When New York City-based writer and activist Mr. Shaun King visited Philadelphia last month, he was astonished at the proximity of the city’s top prosecutor and the chief public defender.
Generally arch enemies, Mr. King noted, the two were together at City Hall, along with over a hundred observers, on the last day of July for a panel event on criminal justice reform.
Before and since that day, Mr. Larry Krasner, who was elected in November, and Mrs. Keir Bradford-Grey, who’s relatively new to the Philadelphia Defenders Association, have themselves, or their offices, co-existed in spaces in an effort to reform the criminal justice system.
For example, The Philadelphia District Attorney’s Office and the Defenders Association are among the contributors to a proposal for a 24/7, trauma-informed integrated service center which would provide juveniles immediate and long-term access to social services and diversion programs through a centralized, non-police facility.
The Hub for Juvenile Justice Services proposal – which was created by two members of the Philadelphia Police Department, Lt. Stephen Clark and Sgt. John Ross – would create a national model for how children are treated at point of entry to the justice system, according to a communication from the Office of the Mayor.
Today, the City of Philadelphia submitted its final application to the 2018 Bloomberg “Mayors Challenge” in hopes of receiving grant funding for the aforementioned effort.
In February 2018, Philadelphia was named one of 35 finalist cities (more than 300 cities initially submitted ideas in 2017), leading to today’s final application. Those cities were awarded $100,000 each to test and refine the ideas.
Ultimately, one city will be selected for a grand prize of $5 million and four other cities will receive $1 million each to implement their ideas. The final winners are expected to be announced in October.

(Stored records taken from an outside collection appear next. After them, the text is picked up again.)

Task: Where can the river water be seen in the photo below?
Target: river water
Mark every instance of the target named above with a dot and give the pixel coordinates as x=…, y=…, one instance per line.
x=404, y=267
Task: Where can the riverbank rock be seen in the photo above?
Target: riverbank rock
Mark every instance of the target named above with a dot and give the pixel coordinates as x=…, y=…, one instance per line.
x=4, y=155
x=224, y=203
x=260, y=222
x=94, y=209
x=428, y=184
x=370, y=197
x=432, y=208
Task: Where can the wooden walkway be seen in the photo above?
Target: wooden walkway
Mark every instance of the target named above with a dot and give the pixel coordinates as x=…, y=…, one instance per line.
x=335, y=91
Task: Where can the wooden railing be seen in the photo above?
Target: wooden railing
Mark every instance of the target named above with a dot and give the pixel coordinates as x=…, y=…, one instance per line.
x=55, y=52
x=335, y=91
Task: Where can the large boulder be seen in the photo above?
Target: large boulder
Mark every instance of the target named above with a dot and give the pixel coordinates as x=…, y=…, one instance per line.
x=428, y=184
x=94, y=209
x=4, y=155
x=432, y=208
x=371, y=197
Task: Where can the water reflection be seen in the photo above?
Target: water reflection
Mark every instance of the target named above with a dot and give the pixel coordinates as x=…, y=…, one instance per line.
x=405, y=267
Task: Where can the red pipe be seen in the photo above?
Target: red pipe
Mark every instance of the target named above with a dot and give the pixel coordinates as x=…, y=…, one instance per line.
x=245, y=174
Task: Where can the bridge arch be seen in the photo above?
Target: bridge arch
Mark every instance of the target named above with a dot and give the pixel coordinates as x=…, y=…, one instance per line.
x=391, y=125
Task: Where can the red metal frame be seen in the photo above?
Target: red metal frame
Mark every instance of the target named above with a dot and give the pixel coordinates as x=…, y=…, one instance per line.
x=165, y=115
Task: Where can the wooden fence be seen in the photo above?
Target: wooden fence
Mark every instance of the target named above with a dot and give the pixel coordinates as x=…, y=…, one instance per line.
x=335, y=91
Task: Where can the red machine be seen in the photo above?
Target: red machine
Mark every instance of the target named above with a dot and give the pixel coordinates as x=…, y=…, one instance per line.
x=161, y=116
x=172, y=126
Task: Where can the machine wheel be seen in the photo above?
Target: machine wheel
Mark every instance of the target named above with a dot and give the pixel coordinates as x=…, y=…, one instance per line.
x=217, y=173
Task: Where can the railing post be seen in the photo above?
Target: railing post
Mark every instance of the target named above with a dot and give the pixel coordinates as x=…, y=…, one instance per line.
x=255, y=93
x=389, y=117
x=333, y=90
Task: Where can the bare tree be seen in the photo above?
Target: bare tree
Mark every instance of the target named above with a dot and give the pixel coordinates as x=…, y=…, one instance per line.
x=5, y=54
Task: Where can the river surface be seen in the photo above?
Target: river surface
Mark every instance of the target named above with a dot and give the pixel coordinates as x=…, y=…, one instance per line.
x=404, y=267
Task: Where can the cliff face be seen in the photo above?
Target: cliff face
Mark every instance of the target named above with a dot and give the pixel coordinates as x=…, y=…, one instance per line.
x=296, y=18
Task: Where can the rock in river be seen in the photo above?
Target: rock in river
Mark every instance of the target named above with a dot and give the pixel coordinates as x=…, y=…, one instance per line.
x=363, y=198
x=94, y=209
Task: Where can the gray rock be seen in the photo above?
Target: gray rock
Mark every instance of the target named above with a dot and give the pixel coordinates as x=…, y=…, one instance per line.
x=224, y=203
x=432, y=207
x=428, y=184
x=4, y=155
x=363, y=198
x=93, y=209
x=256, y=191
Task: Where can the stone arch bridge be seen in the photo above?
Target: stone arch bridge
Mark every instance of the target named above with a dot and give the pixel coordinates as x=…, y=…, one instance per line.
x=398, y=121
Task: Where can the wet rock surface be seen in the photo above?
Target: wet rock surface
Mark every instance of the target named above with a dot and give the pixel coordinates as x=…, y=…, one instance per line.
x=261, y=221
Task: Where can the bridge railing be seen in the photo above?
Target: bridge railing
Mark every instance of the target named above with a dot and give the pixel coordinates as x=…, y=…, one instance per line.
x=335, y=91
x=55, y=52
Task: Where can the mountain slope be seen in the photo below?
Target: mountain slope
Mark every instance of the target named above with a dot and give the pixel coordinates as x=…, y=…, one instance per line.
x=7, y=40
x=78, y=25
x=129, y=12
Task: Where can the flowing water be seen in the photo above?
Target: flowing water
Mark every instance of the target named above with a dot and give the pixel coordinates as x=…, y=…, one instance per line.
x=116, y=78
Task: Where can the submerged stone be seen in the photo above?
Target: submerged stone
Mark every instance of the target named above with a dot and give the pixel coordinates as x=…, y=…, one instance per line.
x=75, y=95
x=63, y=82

“For youth who enter the juvenile justice system, the Hub will provide a safe, trauma-informed environment where children and families can get information about, and access to, support services. In short, the Hub gives us the opportunity to divert more youth out of the juvenile criminal justice system, and send them back to thriving communities with stronger support systems,” Philadelphia mayor Jim Kenney said in a statement.
Mr. King, who co-founded a PAC to elect reform-minded prosecutors, said the entire nation is using Philadelphia as a model for achieving social justice. The city, he said, is in the early days of finding brilliant ways to get insiders and outsiders collaborating.
“Don’t mess it up,” he joked.
The Hub for Juvenile Justice Systems proposal is a truly collaborative effort, with partners ranging from Ms. Rhonda McKitten, a Stoneleigh Fellow currently serving as a Youth Policy and Training Specialist in the Police Department, to Family Court and the Managing Director’s Office.
“Should Philadelphia be fortunate enough to secure funding for the Juvenile Justice Hub, I’m convinced we will achieve what many experts have deemed impossible,” said Vanessa Garrett Harley, Deputy Managing Director for Criminal Justice and Public Safety. “We will provide police with an alternative to placing a child in a holding cell for many hours. And we will connect children and families with community-based resources. Instead of heading down a path of further incarceration, they will receive a roadmap for redemption and hope.”
The Hub would pool resources from police, prosecution, the Department of Human Services, probation and other partners and allow for immediate assessment, custody determinations, and access to various City social service agencies and diversion programs.